実際に、整形外科で変形性股関節症と診断され、
「このまま悪くなっていくのでは」
「将来的には人工股関節の手術が必要なのでは」
と不安を感じている方も少なくありません。
ただし、ここで大切なのは、
「股関節の変形」と「現在感じている痛みや動かしづらさ」を、まったく同じものとして考えないことです。
レントゲンでは、関節のすき間や骨の形などを確認することができます。
変形性股関節症では、関節裂隙の狭小化や骨の変形などがみられることがありますが、画像上の変化と痛みの強さが必ずしもそのまま一致するとは限りません。

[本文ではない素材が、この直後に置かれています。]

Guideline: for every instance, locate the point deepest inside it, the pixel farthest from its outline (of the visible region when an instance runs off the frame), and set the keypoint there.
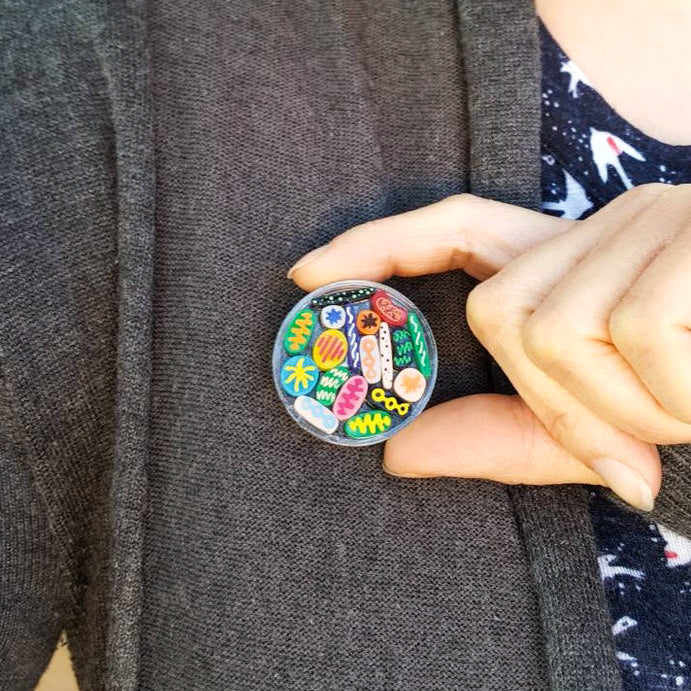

股関節に変形があっても比較的痛みが少ない方がいる一方で、画像上の変化だけでは説明しきれないほど強い痛みや動かしづらさを感じる方もいます。
そのため当院では、
股関節の状態だけでなく、
・周囲組織の動き
・骨盤や腰との連動
・膝や足首との連動
・歩き方や体重のかけ方
・痛みに対する身体の防御反応
などもあわせて確認しています。
実際に身体をみていくと、股関節そのものだけでなく、別の部位へアプローチしたことで、
股関節の動かしやすさや歩きやすさ、痛みに変化がみられることがあります。
もちろん、
「変形は関係ない」
「整体を受ければ手術は必要ない」
ということではありません。
関節の状態や症状の程度によっては、医療機関での治療や手術が必要になるケースもあります。
だからこそ、
画像所見だけで判断するのでもなく、痛みだけで判断するのでもなく、現在の身体がどのように動いているのかを確認することが大切です。
せるり療法院では、
「変形性股関節症だから難治性」
と最初から決めつけるのではなく、
その方の身体の状態や日常生活で困っている動作を確認しながら、整体で対応できる可能性があるかを考えていきます。
手術を勧められている方や、
「このまま歩けなくなるのでは」
と不安を感じている方も、
まずは今の身体の状態を整理することから始めてみてください。